There are parts where it would make sense. Along the Coasts and down certain corridors currently served by Interstates. A line that follows Interstate 65 from top to bottom might do well. One that runs along Interstate 40 out west to Dallas might do well too.
The biggest thing that kills trains here though is a combination of relatively cheap cars with excellent roads and frequently cheap flights. You can fly half way across the country, from Kansas City to San Diego, for about 300 bucks round trip and do it in just 4 or 5 hours. No train will ever match that speed and even that cost might be a stretch. $400 will take you from New York to San Diego and back. 7 hours of travel time.
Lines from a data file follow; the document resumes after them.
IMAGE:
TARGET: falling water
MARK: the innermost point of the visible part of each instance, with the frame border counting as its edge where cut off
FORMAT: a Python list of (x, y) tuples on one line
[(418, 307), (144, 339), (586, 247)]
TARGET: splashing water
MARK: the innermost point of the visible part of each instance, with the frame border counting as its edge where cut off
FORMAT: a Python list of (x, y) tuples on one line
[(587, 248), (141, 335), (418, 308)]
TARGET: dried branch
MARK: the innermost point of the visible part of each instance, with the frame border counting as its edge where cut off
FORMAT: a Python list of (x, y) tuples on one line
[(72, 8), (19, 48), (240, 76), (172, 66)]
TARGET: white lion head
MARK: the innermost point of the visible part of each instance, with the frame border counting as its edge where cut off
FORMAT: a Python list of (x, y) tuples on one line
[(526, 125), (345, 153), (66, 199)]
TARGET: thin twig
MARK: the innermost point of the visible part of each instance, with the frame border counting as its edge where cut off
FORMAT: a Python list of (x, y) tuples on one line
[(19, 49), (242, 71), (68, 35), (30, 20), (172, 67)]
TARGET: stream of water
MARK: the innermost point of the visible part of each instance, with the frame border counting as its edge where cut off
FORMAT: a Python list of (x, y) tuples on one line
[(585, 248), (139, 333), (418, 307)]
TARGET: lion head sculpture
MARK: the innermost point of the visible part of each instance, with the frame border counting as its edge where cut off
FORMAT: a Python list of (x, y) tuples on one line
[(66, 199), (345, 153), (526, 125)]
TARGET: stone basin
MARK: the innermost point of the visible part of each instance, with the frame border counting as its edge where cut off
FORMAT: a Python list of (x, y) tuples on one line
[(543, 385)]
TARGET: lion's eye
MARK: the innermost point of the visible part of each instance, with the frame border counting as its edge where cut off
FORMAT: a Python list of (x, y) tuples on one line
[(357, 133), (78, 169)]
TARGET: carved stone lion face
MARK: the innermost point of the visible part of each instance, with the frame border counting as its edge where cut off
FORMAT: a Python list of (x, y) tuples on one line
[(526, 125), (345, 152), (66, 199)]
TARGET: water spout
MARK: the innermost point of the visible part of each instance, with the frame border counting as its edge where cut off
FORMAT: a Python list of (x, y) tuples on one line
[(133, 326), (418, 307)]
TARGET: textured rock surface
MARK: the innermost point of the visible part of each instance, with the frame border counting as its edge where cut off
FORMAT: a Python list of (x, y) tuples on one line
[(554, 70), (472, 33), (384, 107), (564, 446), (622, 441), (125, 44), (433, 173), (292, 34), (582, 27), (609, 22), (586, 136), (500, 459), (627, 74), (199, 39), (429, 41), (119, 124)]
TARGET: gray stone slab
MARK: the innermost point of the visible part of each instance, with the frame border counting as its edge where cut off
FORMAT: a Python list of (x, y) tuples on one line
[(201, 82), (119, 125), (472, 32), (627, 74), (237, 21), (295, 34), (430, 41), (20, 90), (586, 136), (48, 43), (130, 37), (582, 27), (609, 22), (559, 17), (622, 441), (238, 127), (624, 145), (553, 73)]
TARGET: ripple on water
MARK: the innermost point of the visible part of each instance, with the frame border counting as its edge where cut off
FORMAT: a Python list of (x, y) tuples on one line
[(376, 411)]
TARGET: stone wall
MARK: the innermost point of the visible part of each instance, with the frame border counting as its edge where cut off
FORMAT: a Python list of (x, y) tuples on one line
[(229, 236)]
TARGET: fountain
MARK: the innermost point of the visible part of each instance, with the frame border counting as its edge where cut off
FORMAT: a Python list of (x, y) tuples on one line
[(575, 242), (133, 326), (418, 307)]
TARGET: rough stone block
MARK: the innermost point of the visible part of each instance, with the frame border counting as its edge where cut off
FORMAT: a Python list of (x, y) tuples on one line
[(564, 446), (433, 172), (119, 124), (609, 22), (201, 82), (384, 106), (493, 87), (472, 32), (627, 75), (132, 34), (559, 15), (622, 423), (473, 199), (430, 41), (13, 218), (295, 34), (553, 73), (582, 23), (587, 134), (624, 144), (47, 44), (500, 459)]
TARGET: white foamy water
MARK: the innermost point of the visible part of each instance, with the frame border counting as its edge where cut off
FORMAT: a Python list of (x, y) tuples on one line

Unless airline prices spike stupid high why would we want to take a train which can't help but take at least twice as long, if not three times as long. Given it would likely take billions of dollars to build at this point for relatively little benefit.
Re:More person, more cost. Fine. (Score:5, Insightful)
Here is a simple answer. Stop wasting money on wars all over the world, and put your unemployed people to work building those highspeed rail lines.
Added bonus to my plan is with all those people working, they will go out and spend their pay on goods and services, which will do a lot to get your stagnating economy moving.